Un coût initial très élevé
Les premières 120 heures de l'offensive ont absorbé près des deux tiers du total actuel. Ce rythme de dépenses reflète l'intensité des frappes aériennes, le déploiement massif de forces terrestres, ainsi que l'utilisation de munitions de précision et de systèmes de défense antimissile. Les autorités américaines n'ont pas détaillé la répartition exacte de ces sommes entre les différents postes — munitions, carburant, logistique, salaires, maintenance des équipements.
Un compteur désormais arrêté ?
Les responsables du Pentagone ont indiqué que le compteur des coûts directs de l'opération « Epic Fury » était désormais arrêté. Cette formulation suggère soit que l'essentiel des opérations de combat est terminé, soit que les autorités ont cessé de publier des mises à jour quotidiennes. Aucune précision n'a été apportée sur la suite des opérations militaires ni sur d'éventuelles dépenses indirectes, comme les soins aux blessés ou le remplacement du matériel détruit.

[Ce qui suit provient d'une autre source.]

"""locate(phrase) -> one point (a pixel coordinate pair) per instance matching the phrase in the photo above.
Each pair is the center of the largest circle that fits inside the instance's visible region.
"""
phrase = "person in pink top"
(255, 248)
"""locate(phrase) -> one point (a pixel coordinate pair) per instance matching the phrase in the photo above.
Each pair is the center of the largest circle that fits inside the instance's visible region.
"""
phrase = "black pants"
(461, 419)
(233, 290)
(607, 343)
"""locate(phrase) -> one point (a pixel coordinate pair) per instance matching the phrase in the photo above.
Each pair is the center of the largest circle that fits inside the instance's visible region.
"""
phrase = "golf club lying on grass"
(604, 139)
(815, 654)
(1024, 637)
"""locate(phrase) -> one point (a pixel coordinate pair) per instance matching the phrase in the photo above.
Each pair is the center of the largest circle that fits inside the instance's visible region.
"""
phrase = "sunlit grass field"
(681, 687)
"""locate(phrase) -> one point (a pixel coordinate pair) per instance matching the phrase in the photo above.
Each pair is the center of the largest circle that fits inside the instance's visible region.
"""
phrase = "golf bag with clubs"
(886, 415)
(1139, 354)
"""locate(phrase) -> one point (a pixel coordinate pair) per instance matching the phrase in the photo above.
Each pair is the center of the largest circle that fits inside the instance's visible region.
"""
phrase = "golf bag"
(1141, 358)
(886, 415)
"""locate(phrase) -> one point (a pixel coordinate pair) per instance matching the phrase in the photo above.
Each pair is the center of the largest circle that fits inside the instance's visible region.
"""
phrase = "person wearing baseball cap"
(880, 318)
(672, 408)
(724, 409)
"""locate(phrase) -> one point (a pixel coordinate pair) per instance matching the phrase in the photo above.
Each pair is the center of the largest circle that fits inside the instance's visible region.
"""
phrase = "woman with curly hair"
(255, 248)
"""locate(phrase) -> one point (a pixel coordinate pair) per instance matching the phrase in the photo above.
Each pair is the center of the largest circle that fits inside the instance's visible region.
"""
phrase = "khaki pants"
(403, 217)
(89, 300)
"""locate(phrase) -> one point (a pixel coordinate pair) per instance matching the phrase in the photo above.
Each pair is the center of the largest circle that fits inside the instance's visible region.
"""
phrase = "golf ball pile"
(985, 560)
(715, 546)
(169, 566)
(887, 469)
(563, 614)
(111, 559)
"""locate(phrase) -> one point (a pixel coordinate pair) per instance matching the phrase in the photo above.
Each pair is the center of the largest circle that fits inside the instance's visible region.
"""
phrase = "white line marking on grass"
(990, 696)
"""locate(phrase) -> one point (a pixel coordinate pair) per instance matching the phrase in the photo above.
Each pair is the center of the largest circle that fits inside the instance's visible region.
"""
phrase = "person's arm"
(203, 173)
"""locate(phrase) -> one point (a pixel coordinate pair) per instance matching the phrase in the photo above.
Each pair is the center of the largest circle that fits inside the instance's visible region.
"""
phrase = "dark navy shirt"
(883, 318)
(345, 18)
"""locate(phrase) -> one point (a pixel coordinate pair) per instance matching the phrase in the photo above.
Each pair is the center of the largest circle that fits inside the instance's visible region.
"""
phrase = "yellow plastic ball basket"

Comparaison avec d'autres conflits
Ce montant de 42 milliards de dollars place l'opération « Epic Fury » parmi les interventions militaires américaines les plus coûteuses en si peu de temps. À titre de comparaison, l'ensemble de la guerre en Afghanistan, qui a duré vingt ans, a représenté environ 2 300 milliards de dollars. Le conflit en Irak (2003-2011) a coûté environ 1 700 milliards. Toutefois, la guerre en Iran, bien que plus courte, a généré des dépenses quotidiennes bien supérieures en raison de l'emploi intensif de technologies de pointe et de la rapidité des opérations.

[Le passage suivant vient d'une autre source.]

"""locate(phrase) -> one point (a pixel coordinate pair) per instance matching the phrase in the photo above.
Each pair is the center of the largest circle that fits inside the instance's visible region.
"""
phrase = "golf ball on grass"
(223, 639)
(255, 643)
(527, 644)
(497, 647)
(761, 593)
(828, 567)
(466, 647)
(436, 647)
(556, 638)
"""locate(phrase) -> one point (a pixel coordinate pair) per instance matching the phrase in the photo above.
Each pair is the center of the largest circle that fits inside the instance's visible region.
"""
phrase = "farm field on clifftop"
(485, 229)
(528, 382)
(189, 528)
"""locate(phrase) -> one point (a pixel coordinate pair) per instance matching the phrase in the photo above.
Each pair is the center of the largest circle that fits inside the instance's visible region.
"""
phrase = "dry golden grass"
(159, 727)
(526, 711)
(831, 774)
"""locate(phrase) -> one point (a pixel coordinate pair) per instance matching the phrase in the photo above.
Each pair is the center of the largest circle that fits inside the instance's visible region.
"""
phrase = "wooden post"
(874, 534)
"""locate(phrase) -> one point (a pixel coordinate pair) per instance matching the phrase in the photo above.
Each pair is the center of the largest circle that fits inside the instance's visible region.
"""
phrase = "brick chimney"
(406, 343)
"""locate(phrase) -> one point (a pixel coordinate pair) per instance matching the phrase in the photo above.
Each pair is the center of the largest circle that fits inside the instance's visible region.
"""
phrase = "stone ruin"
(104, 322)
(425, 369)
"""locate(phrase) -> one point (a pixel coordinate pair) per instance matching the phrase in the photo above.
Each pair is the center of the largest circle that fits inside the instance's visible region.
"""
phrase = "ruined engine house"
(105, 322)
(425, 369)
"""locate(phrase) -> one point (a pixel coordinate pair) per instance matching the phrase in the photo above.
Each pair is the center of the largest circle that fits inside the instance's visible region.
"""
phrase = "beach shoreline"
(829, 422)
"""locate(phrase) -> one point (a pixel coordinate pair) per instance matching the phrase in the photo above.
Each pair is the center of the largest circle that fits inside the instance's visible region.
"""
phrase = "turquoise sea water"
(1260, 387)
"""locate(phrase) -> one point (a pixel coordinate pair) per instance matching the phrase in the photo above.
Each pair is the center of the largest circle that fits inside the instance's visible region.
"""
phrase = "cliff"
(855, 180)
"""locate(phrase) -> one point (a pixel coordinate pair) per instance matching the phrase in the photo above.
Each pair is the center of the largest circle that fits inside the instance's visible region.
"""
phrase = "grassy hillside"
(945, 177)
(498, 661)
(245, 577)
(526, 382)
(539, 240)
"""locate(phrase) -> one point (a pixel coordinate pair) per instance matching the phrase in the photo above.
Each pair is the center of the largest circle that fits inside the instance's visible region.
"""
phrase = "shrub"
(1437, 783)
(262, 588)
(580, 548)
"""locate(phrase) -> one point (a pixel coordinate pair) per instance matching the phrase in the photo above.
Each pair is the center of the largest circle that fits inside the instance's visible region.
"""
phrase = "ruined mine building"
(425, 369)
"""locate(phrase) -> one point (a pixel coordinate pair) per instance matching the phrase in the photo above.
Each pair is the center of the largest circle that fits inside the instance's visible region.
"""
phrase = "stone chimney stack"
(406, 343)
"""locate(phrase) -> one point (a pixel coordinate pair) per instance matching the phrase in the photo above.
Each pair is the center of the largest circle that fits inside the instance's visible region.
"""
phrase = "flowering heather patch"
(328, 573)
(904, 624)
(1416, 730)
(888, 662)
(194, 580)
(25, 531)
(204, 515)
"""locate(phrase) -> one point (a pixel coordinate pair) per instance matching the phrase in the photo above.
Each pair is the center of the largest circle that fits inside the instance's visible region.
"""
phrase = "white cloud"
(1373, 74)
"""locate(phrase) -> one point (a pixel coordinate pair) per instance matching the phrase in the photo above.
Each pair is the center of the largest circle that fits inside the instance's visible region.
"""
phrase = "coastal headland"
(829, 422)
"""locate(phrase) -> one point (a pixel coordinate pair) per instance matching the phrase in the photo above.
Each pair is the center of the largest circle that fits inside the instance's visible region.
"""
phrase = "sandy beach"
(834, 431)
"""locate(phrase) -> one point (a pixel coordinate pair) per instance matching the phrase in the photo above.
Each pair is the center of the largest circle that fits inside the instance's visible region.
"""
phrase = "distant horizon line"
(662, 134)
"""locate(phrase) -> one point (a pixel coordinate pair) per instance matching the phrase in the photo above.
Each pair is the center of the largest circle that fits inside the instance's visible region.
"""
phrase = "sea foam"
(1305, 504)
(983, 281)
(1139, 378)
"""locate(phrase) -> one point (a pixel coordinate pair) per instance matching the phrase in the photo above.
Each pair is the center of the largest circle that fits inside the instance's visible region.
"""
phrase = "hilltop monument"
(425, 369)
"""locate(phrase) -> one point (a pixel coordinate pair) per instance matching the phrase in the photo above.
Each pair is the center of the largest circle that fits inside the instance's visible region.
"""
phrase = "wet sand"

Conséquences budgétaires pour Washington
Ce montant a été rendu public alors que les États-Unis font face à des débats budgétaires serrés au Congrès. Plusieurs élus ont interrogé l'administration sur la façon dont ces dépenses d'urgence seront financées : relèvement du plafond de la dette, réaffectation de crédits existants ou demande de fonds supplémentaires. La Maison-Blanche n'a pour l'instant pas précisé si elle solliciterait une rallonge budgétaire auprès du Parlement.
Réactions internationales
La publication de cette facture intervient dans un contexte diplomatique tendu. Téhéran a dénoncé « une agression impérialiste » tandis que plusieurs pays alliés des États-Unis ont exprimé leur inquiétude face à l'escalade des coûts et des conséquences humanitaires. Aucune annonce n'a été faite concernant un cessez-le-feu ou un retrait des troupes américaines.
Perspectives
Si le compteur des coûts directs est arrêté selon le Pentagone, les analystes estiment que la facture totale pour Washington pourrait encore s'alourdir avec les dépenses de reconstruction, l'aide humanitaire, le rapatriement des équipements et les pensions des militaires engagés. Le chiffre de 42 milliards de dollars ne représente donc peut-être qu'une première étape dans l'évaluation du coût réel de cette intervention.